Asande will lead the first- and second-place teams at two more Global Goals Jam Canada competitions in 2023 and 2024, respectively.

Following her success at Global Goals Jam Canada in 2022, Asande also entered the Tourism Industry Association of Canada (TIAC) ​​Future Leaders Contest and presented at the industry’s national conference in Ottawa, sharing her student perspective on reimagining tourism and her vision for how the industry will change and evolve in the future. At the end of the competition, Mr. Asande was awarded a Certificate of Merit as a future leader in the Canadian tourism industry. “They said I would be making a big difference in the industry in a few years, and I was very happy to receive that feedback,” Asande said.

Mr. Asande’s journey is a powerful example of how hands-on learning, entrepreneurial skills, and a global perspective can enable students to become change-makers in their fields.
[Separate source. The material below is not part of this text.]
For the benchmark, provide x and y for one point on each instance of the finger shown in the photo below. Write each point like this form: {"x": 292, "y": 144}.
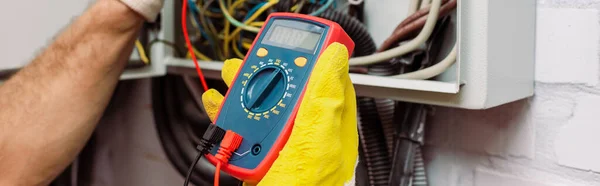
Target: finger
{"x": 212, "y": 100}
{"x": 230, "y": 69}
It is this kind of forward-thinking talent that will influence the broader movement that Professor Cooper believes is reshaping the future of hospitality.

“A common misconception is that hospitality is not a good job. The work usually involves long hours and low pay. That’s not true,” Professor Cooper says.

“The careers that come out of this industry are very unique, fostering personal and professional growth and allowing leaders to grow rapidly. The hours are very flexible and many careers are actually very well paid. And you can even become an entrepreneur.”

At Centennial, developing this mindset of resilience and purpose is built into the learning experience. “We set our students up for success when we allow them to do what failures are unwilling to do. We owe it to the students who graduate each year to continue to produce the best talent in the world of hospitality.”

At a time of renewed growth in the hospitality industry, Centennial College is developing people who will move the industry forward with purpose, resilience, and an entrepreneurial spirit that creates meaningful change.

This article will also be published in the quarterly magazine issue 24.